The climate crisis, especially, threatens to change life on earth and wipe out millions if the world, fails to decisively act within the window of time that is now rapidly closing. The analyses and strategic directions that Unctad reports have been outlining are simply unacceptable for these developed country governments, they felt.
“The assault on Unctad is an assault on multilateralism, a system that upholds parity among nations regardless of size and economic weight”, the Civil Society organizations said in a statement. The members of the Civil Society Forum said they wish to see a stronger and even more relevant Unctad to emerge from the negotiations. They called for an Unctad that is “able to continue to contribute alternative analysis and thinking as well as strategic direction to address the global crisis.”
Lidy Nacpil, Regional Coordinator in the Philippines and representative of Jubilee South Asia Pacific Movement on Debt and Development, said: “Governments [of developed countries] together with the international institutions they dominate and favour, i.e. the International Monetary Fund (IMF) and the World Bank, choose to deny that the crises are of a systemic nature triggered by the neoliberal policies that they support.”
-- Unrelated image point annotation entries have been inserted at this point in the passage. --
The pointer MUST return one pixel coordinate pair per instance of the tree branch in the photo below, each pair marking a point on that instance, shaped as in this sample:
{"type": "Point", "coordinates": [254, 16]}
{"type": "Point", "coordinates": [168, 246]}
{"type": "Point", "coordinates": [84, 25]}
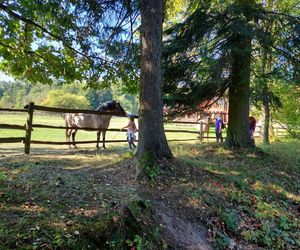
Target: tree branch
{"type": "Point", "coordinates": [57, 37]}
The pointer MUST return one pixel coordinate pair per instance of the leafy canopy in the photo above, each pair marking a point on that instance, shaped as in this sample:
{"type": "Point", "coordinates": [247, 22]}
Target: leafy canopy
{"type": "Point", "coordinates": [198, 59]}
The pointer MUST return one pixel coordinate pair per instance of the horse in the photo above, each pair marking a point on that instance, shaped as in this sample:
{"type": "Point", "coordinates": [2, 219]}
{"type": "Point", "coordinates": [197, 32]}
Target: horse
{"type": "Point", "coordinates": [100, 122]}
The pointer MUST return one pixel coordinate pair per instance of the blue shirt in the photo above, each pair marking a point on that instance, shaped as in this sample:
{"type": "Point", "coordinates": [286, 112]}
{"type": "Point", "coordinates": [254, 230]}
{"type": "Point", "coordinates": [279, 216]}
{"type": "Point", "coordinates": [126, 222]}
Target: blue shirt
{"type": "Point", "coordinates": [218, 124]}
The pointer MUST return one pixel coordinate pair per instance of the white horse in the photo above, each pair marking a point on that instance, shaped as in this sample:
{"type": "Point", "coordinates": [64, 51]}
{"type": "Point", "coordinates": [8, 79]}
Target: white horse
{"type": "Point", "coordinates": [100, 122]}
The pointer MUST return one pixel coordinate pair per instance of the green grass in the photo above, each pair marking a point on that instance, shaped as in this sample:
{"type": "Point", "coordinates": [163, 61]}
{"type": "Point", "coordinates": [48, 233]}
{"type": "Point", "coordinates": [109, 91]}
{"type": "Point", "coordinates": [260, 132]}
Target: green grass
{"type": "Point", "coordinates": [246, 197]}
{"type": "Point", "coordinates": [59, 134]}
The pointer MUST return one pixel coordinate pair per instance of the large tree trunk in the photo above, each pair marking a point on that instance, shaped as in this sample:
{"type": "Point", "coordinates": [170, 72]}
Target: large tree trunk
{"type": "Point", "coordinates": [151, 129]}
{"type": "Point", "coordinates": [238, 135]}
{"type": "Point", "coordinates": [266, 112]}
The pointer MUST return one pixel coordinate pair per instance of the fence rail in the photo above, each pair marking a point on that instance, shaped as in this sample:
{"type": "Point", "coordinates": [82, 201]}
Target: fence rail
{"type": "Point", "coordinates": [203, 133]}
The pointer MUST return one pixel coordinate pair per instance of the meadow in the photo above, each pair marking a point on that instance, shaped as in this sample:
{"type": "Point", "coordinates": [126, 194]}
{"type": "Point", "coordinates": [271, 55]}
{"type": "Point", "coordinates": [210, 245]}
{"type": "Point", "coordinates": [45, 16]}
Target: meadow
{"type": "Point", "coordinates": [58, 135]}
{"type": "Point", "coordinates": [57, 198]}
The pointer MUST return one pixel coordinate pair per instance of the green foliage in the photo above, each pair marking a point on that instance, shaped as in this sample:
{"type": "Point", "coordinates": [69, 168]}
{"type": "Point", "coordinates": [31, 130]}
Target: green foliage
{"type": "Point", "coordinates": [289, 114]}
{"type": "Point", "coordinates": [150, 168]}
{"type": "Point", "coordinates": [222, 241]}
{"type": "Point", "coordinates": [231, 219]}
{"type": "Point", "coordinates": [57, 98]}
{"type": "Point", "coordinates": [199, 50]}
{"type": "Point", "coordinates": [55, 42]}
{"type": "Point", "coordinates": [17, 95]}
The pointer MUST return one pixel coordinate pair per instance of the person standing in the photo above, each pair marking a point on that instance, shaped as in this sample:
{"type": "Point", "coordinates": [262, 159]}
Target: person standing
{"type": "Point", "coordinates": [219, 127]}
{"type": "Point", "coordinates": [252, 125]}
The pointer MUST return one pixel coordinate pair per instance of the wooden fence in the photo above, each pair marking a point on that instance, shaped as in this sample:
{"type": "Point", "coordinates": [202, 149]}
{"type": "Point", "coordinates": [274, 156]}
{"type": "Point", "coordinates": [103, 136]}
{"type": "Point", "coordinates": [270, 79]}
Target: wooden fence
{"type": "Point", "coordinates": [29, 126]}
{"type": "Point", "coordinates": [204, 130]}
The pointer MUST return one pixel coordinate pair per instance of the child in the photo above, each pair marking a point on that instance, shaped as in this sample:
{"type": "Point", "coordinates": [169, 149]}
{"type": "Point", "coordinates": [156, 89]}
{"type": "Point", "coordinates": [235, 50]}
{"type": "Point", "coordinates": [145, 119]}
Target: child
{"type": "Point", "coordinates": [219, 126]}
{"type": "Point", "coordinates": [252, 125]}
{"type": "Point", "coordinates": [131, 130]}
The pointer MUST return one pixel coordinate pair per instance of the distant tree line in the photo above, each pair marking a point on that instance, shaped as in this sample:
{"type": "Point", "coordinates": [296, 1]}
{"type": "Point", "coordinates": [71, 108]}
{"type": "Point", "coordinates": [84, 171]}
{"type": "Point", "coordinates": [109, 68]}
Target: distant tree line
{"type": "Point", "coordinates": [16, 94]}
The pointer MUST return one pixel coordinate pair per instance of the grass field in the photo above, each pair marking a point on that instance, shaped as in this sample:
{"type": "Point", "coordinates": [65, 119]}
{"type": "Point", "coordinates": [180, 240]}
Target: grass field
{"type": "Point", "coordinates": [59, 134]}
{"type": "Point", "coordinates": [71, 199]}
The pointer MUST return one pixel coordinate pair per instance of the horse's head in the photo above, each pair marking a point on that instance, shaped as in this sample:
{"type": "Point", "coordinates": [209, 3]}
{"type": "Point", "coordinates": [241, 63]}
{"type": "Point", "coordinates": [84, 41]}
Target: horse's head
{"type": "Point", "coordinates": [112, 106]}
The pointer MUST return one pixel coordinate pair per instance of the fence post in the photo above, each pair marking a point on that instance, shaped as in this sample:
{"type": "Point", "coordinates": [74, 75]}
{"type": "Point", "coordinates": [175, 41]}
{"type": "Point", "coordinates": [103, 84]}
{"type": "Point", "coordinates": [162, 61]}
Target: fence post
{"type": "Point", "coordinates": [28, 128]}
{"type": "Point", "coordinates": [201, 132]}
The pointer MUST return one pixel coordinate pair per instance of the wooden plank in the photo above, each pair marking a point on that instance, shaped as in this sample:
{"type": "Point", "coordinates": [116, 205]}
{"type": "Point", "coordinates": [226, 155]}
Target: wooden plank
{"type": "Point", "coordinates": [173, 140]}
{"type": "Point", "coordinates": [88, 142]}
{"type": "Point", "coordinates": [179, 122]}
{"type": "Point", "coordinates": [12, 126]}
{"type": "Point", "coordinates": [110, 129]}
{"type": "Point", "coordinates": [28, 128]}
{"type": "Point", "coordinates": [13, 110]}
{"type": "Point", "coordinates": [86, 111]}
{"type": "Point", "coordinates": [84, 128]}
{"type": "Point", "coordinates": [70, 143]}
{"type": "Point", "coordinates": [11, 139]}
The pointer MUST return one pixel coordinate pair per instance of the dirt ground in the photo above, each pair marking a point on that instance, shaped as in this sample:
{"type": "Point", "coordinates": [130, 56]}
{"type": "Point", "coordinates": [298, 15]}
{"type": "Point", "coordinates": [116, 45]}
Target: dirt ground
{"type": "Point", "coordinates": [57, 192]}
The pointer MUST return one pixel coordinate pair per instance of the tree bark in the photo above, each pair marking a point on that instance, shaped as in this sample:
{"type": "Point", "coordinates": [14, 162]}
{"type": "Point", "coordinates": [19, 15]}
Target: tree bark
{"type": "Point", "coordinates": [238, 135]}
{"type": "Point", "coordinates": [266, 112]}
{"type": "Point", "coordinates": [151, 129]}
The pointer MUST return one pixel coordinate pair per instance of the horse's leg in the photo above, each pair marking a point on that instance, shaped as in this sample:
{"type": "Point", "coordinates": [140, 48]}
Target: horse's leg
{"type": "Point", "coordinates": [68, 135]}
{"type": "Point", "coordinates": [103, 136]}
{"type": "Point", "coordinates": [98, 138]}
{"type": "Point", "coordinates": [73, 137]}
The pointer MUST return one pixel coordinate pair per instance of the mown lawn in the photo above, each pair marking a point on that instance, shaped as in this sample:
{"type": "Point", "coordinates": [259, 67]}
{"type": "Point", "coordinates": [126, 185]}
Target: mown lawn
{"type": "Point", "coordinates": [59, 134]}
{"type": "Point", "coordinates": [248, 198]}
{"type": "Point", "coordinates": [62, 199]}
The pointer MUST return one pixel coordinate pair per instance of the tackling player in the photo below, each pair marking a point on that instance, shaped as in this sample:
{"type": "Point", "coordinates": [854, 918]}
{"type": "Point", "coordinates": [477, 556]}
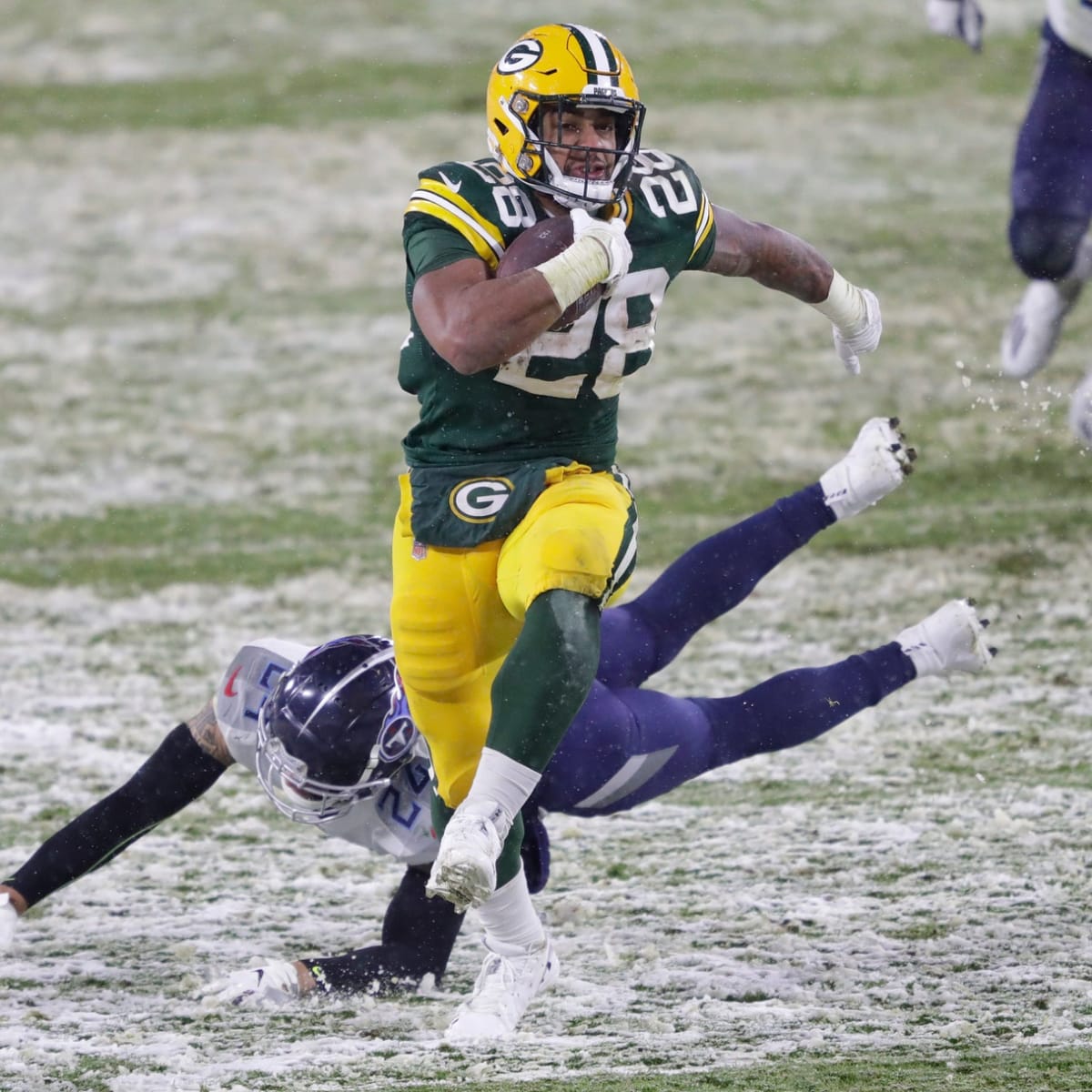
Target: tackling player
{"type": "Point", "coordinates": [330, 738]}
{"type": "Point", "coordinates": [516, 528]}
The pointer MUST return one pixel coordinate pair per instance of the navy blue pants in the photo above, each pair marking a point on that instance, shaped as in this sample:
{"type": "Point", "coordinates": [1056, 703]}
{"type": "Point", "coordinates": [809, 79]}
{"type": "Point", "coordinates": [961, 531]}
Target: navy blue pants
{"type": "Point", "coordinates": [628, 745]}
{"type": "Point", "coordinates": [1052, 172]}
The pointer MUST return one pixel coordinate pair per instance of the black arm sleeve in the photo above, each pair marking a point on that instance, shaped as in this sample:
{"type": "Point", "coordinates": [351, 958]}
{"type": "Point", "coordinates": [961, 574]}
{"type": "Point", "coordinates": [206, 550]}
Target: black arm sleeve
{"type": "Point", "coordinates": [419, 935]}
{"type": "Point", "coordinates": [175, 775]}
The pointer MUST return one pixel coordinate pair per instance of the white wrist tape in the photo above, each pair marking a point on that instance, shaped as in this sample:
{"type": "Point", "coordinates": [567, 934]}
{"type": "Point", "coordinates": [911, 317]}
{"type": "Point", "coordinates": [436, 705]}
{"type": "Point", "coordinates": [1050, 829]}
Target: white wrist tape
{"type": "Point", "coordinates": [844, 305]}
{"type": "Point", "coordinates": [577, 270]}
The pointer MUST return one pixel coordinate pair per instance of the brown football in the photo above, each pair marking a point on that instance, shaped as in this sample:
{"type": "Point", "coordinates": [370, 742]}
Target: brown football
{"type": "Point", "coordinates": [535, 245]}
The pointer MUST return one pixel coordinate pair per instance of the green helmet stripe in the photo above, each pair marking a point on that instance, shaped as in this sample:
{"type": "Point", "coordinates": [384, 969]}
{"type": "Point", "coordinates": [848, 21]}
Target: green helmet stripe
{"type": "Point", "coordinates": [600, 58]}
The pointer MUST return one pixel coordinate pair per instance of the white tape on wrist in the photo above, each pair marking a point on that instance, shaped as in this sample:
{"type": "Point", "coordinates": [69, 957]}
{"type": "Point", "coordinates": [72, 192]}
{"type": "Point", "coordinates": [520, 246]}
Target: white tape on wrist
{"type": "Point", "coordinates": [577, 270]}
{"type": "Point", "coordinates": [844, 305]}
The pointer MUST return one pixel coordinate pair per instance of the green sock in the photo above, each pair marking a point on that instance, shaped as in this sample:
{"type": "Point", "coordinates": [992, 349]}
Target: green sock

She added: “They prefer to silence institutions that have been ahead of the curve and sing a different tune. They raise more than a trillion dollars’ worth of funds for unrepresentative organisations that produce recommendations putting millions of women and men at risk, while Unctad’s funding and work is constrained on the pretext of efficiency.”
Deborah James, Director of International Programmes at the Center for Economic and Policy Research in Washington, DC, said: “Unctad is the only international forum where developing countries have a voice. We should be strengthening Unctad in comparison to other institutions that are dominated by the developed countries, such as the IMF, not weakening it. This is especially important as they have been wrong about the financial system and Unctad has been right in predicting the current crisis.”